China is celebrating three days of public holiday. It is New Year.
We left home five days ago and have travelled for three. We have been in the school for two days only, and we are already on holiday!
We have not, however, been doing nothing!
The journey from our home in Knysna to Lanzhou was long and extremely exhausting.
We started with a drive from Knysna, then a plane from George to Joburg, followed by a plane to Beijing and another to Lanzhou.
As with all journeys time become irrelevant, the lights inside the Air China aeroplane during the Joburg Beijing leg changing from pale pink to pale blue to pale lemon. Our dozing was interspersed with meals served by a number of beautiful Chinese people, with the ‘sort of scary if you think about it’ sound of the engines, punctuated by South African voices asking for Bloody Mary cocktails (greeted with a confused Chinese frown) and raucous laughter from another group of 4 from SA who all wore t-shirts saying ‘The 4 Musketeers’

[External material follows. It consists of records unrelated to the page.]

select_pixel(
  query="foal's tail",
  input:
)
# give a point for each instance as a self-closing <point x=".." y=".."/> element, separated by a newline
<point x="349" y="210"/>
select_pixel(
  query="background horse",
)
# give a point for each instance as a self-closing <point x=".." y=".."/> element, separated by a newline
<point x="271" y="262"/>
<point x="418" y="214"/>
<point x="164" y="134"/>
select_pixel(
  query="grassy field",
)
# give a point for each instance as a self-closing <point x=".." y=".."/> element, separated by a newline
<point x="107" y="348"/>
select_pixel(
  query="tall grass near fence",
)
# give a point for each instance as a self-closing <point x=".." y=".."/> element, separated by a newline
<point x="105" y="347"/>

Oh, how we are going to miss you all…
Lex and I joined a very elderly smiling Chinese man at the back of the plane occasionally. He was doing a kind of Tai Chi, having stepped over the sleeping young man in his aisle seat with extreme agility, by making use of the armrests of the seats.

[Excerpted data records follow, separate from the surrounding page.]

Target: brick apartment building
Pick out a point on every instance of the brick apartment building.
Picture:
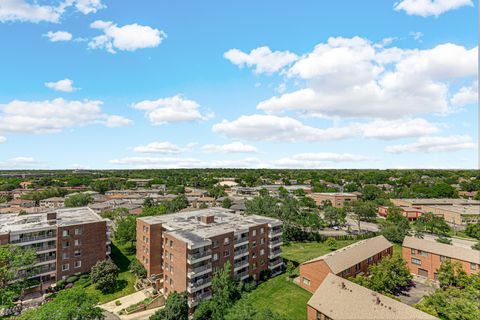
(337, 199)
(424, 256)
(183, 250)
(339, 299)
(67, 241)
(346, 262)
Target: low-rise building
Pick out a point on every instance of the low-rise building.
(67, 241)
(339, 299)
(185, 249)
(349, 261)
(337, 199)
(424, 256)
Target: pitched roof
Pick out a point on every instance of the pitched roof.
(339, 298)
(349, 256)
(448, 250)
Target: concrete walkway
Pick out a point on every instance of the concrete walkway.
(126, 301)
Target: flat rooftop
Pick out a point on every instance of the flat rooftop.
(187, 225)
(15, 222)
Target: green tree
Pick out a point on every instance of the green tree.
(126, 230)
(12, 260)
(104, 274)
(428, 222)
(362, 211)
(395, 227)
(390, 276)
(137, 268)
(176, 308)
(70, 304)
(227, 203)
(78, 200)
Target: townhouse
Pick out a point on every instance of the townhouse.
(184, 250)
(339, 299)
(66, 241)
(346, 262)
(337, 199)
(425, 256)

Our stretches were not nearly as good as his, but he smiled at us never the less and beckoned to us once to show us a small beautiful island through the back window. I missed it – how fast the plane flies- but Lex glimpsed it. I imagined a little green jewel in a wide blue sea, seen through some wispy white clouds.
Later we changed planes, and the red-eye from Beijing was filled with Chinese businessmen. It was early morning, but I was past all that, having gained 6 hours somewhere en route.
At baggage collection in Beijing, I was vague and dreamy. It did not help that, whilst waiting there, I seemed to be surrounded by a cloud of the most entrancing creatures that I had ever seen. All Chinese – they were a host of beings, some in long pink coats with pink fur encircling faces fringed with glossy black hair, and others in very long puffy black jackets and platform trainers, and there were those with Miss Kitty rucksacks worn over extraordinary camo jackets and others wearing round spectacles and all of them were topped with shiny sleek black hair. Some of these wonderful beings had little creatures in tow, with the sweetest faces and sticking out ponytails and little high voices calling out.
I needed sleep.
And my suitcase never arrived in Beijing. And Lex’s suitcase never arrived in Lanzhou. We were clothes-less!
I had done my best to find my case in Beijing. Lex stood in a queue(!) to get our bags through customs for our next flight, while I ran, yes ran, between him and the hopeless carousel with someones’ unclaimed pink metallic case slowly and sadly circling. Mine never appeared!
I tried again later, passing each time past a very tired (eventually he was actually slumped over and sleeping) guard guy until I gave up.
Lex’s bag arrived yesterday at the school. I still await mine. I wear his clothes. Perhaps it’s for the best. He might not have so easily worn mine.